Lemon Herb Orzo Chickpeas (Print Version)

A zesty orzo dish with chickpeas, fresh spring vegetables, and herbs for a bright, wholesome meal.

# Components:

→ Pasta & Legumes

01 - 1 cup dry orzo pasta
02 - 1 can (15 oz) chickpeas, drained and rinsed

→ Vegetables

03 - 1 cup asparagus, trimmed and cut into 1-inch pieces
04 - 1 cup sugar snap peas, trimmed and halved
05 - 1 cup zucchini, diced
06 - 1 cup baby spinach, packed
07 - 1 small yellow onion, finely chopped
08 - 2 cloves garlic, minced

→ Liquids

09 - 3 cups low-sodium vegetable broth
10 - 2 tablespoons olive oil
11 - Juice and zest of 1 large lemon

→ Herbs & Seasoning

12 - 1/4 cup fresh parsley, chopped
13 - 2 tablespoons fresh dill, chopped
14 - 1 teaspoon dried oregano
15 - 1/2 teaspoon salt
16 - 1/4 teaspoon freshly ground black pepper
17 - Pinch of red pepper flakes, optional

# Directions:

01 - Heat olive oil in a large deep skillet or Dutch oven over medium heat.
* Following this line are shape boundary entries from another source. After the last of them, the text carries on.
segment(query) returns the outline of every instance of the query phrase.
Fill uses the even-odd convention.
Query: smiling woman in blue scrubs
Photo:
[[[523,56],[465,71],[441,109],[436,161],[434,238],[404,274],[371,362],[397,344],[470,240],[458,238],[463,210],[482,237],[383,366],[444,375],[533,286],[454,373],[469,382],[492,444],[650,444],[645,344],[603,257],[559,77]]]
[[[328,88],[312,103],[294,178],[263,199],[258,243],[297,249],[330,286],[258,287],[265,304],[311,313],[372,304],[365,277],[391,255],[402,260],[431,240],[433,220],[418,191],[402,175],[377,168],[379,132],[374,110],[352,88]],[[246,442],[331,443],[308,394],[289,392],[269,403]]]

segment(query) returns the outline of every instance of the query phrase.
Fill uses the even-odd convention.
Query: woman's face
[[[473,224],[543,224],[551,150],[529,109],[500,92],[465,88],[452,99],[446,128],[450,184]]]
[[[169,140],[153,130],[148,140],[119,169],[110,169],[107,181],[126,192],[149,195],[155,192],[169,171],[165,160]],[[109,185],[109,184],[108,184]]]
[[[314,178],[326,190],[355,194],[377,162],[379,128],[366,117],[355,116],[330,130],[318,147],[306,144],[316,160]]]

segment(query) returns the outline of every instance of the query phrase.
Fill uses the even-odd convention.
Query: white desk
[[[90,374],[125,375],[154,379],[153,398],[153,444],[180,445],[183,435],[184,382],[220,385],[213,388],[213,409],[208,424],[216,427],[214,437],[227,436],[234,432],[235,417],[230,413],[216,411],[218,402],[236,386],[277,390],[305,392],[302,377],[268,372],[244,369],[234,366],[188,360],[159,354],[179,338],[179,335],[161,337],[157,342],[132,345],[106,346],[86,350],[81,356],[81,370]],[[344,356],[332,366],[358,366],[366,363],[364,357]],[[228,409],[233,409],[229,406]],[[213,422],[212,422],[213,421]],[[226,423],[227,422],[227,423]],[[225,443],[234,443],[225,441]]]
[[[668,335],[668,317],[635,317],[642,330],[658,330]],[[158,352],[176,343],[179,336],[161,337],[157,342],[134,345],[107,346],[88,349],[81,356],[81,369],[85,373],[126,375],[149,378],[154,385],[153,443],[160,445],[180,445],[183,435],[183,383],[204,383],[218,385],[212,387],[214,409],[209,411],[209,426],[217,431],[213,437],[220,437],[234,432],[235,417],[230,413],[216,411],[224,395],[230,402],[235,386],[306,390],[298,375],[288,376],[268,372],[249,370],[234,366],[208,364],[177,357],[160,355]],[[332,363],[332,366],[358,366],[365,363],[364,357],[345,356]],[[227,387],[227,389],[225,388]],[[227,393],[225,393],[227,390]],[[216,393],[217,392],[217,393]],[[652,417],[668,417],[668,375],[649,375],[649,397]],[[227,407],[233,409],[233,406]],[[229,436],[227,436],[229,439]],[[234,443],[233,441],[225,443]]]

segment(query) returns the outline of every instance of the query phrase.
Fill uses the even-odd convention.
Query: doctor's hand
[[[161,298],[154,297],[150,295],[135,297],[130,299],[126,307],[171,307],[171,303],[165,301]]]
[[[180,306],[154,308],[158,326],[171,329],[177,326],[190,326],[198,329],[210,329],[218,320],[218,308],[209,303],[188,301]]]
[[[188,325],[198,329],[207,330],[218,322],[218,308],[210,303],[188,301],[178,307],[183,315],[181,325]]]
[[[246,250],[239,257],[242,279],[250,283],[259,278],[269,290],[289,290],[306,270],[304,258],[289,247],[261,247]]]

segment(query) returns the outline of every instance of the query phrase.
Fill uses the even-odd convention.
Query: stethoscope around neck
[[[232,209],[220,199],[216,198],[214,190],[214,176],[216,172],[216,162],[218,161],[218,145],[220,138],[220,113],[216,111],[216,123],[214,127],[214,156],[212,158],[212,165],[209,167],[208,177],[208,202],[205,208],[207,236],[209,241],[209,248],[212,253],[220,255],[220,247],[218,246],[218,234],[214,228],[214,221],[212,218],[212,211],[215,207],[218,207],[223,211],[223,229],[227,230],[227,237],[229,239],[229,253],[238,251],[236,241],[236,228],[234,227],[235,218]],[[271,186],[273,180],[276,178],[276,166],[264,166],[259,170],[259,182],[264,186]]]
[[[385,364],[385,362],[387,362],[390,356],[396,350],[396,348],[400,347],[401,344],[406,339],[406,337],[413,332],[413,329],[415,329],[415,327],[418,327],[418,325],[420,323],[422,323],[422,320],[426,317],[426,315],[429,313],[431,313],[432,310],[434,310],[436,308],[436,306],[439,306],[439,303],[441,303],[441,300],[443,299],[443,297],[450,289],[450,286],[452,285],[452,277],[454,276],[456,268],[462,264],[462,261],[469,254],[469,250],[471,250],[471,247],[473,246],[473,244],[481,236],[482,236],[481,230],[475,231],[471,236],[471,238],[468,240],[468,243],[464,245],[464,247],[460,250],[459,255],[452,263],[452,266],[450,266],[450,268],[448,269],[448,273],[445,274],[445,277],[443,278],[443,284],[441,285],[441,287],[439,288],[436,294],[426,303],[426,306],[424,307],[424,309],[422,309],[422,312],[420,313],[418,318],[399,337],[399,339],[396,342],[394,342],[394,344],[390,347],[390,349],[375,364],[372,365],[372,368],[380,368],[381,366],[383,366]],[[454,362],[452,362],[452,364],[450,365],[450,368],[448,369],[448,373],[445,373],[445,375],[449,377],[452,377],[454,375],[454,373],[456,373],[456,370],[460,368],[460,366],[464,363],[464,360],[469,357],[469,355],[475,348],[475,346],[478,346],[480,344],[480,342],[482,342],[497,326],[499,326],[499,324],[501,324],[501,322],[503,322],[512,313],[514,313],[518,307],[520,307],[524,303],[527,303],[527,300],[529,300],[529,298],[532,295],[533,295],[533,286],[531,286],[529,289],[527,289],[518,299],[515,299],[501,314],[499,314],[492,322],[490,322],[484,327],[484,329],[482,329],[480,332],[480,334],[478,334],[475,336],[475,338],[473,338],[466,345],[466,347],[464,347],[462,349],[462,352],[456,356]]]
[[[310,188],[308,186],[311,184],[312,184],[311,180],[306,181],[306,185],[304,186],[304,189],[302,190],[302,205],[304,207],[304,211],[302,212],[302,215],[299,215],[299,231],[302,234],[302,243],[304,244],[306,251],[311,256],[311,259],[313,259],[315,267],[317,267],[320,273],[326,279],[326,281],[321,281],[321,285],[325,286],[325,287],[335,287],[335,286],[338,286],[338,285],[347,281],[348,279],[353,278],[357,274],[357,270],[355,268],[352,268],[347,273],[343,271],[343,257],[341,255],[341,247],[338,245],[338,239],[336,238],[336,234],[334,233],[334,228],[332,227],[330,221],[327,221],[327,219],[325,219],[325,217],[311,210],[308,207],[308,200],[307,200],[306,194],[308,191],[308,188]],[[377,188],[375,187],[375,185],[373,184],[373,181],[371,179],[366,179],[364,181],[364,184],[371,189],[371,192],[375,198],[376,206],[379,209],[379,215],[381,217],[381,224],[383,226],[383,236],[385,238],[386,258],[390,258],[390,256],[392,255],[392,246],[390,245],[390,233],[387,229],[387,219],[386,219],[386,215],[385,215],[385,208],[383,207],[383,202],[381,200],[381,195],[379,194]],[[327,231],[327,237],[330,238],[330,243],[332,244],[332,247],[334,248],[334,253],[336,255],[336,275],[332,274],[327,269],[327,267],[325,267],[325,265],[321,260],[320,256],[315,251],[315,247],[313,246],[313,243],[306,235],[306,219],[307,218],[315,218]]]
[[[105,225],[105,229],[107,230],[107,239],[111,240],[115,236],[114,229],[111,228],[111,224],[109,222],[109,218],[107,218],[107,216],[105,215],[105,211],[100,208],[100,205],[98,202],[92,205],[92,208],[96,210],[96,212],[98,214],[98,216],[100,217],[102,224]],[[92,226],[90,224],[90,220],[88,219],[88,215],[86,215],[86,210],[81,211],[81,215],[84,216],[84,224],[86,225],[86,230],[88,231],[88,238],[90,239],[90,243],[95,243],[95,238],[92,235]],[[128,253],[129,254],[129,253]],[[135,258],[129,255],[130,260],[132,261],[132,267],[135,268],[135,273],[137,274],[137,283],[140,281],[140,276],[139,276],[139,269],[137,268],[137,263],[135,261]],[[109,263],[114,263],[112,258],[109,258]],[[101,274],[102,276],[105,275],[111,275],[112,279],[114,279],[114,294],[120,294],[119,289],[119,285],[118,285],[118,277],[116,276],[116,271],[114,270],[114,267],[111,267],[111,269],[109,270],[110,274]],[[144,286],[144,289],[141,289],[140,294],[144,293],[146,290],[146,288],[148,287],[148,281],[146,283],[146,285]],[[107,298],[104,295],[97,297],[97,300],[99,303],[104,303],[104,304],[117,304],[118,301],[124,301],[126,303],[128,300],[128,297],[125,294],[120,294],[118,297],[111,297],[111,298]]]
Add onion and sauté for 3-4 minutes until softened.
02 - Add garlic, zucchini, asparagus, and sugar snap peas. Cook for 2-3 minutes, stirring occasionally, until vegetables are just starting to soften.
03 - Stir in the orzo and cook for 1 minute to lightly toast.
04 - Add chickpeas, vegetable broth, oregano, salt, pepper, and red pepper flakes. Bring to a gentle boil.
05 - Reduce heat to a simmer. Cover and cook for 8-10 minutes, stirring occasionally, until orzo is tender and most of the liquid is absorbed.
06 - Stir in spinach, lemon juice, and lemon zest. Cook for 1-2 minutes until spinach is wilted.
07 - Remove from heat. Add parsley and dill, toss gently to combine. Taste and adjust seasoning if needed.
08 - Serve warm, garnished with extra herbs and lemon wedges if desired.

# Expert Advice:

01 -
  • Everything cooks in one pot, which means less cleanup and more time to actually enjoy dinner.
  • The lemon and fresh herbs make it taste fancy without requiring any obscure ingredients or special skills.
02 -
  • Don't walk away while the orzo cooks—pasta can go from perfectly tender to mushy in about 30 seconds, so stir occasionally and start tasting at the 8-minute mark.
  • The lemon zest matters almost more than the juice; that tiny fleck of bright yellow citrus oil is what makes people ask what the secret ingredient is.
03 -
  • Prep all your vegetables before you start cooking so when things move fast, you're not scrambling to find the cutting board.
  • If your broth smells like much of anything other than vegetables and salt, it'll overpower the delicate lemon and herb flavors, so taste it first and choose accordingly.